[RFC PATCH 2/2] livepatch: Implement livepatch hybrid mode

Yafang Shao posted 2 patches 3 days, 12 hours ago
[RFC PATCH 2/2] livepatch: Implement livepatch hybrid mode
Posted by Yafang Shao 3 days, 12 hours ago
The atomic replace livepatch mechanism was introduced to handle scenarios
where we want to unload a specific livepatch without unloading others.
However, its current implementation has significant shortcomings, making
it less than ideal in practice.
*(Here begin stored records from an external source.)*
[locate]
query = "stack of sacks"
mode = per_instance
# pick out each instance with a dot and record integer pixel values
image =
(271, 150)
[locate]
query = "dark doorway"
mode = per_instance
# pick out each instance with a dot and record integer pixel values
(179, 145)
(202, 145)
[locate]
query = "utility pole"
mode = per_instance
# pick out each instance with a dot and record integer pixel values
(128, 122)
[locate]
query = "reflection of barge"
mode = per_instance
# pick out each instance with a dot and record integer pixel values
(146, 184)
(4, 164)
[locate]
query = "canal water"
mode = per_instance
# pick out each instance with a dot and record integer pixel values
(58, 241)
Below are the key downsides:

- It is expensive

  During testing with frequent replacements of an old livepatch, random RCU
  warnings were observed:

  [19578271.779605] rcu_tasks_wait_gp: rcu_tasks grace period 642409 is 10024 jiffies old.
  [19578390.073790] rcu_tasks_wait_gp: rcu_tasks grace period 642417 is 10185 jiffies old.
  [19578423.034065] rcu_tasks_wait_gp: rcu_tasks grace period 642421 is 10150 jiffies old.
  [19578564.144591] rcu_tasks_wait_gp: rcu_tasks grace period 642449 is 10174 jiffies old.
  [19578601.064614] rcu_tasks_wait_gp: rcu_tasks grace period 642453 is 10168 jiffies old.
  [19578663.920123] rcu_tasks_wait_gp: rcu_tasks grace period 642469 is 10167 jiffies old.
  [19578872.990496] rcu_tasks_wait_gp: rcu_tasks grace period 642529 is 10215 jiffies old.
  [19578903.190292] rcu_tasks_wait_gp: rcu_tasks grace period 642529 is 40415 jiffies old.
  [19579017.965500] rcu_tasks_wait_gp: rcu_tasks grace period 642577 is 10174 jiffies old.
  [19579033.981425] rcu_tasks_wait_gp: rcu_tasks grace period 642581 is 10143 jiffies old.
  [19579153.092599] rcu_tasks_wait_gp: rcu_tasks grace period 642625 is 10188 jiffies old.
  
  This indicates that atomic replacement can cause performance issues,
  particularly with RCU synchronization under frequent use.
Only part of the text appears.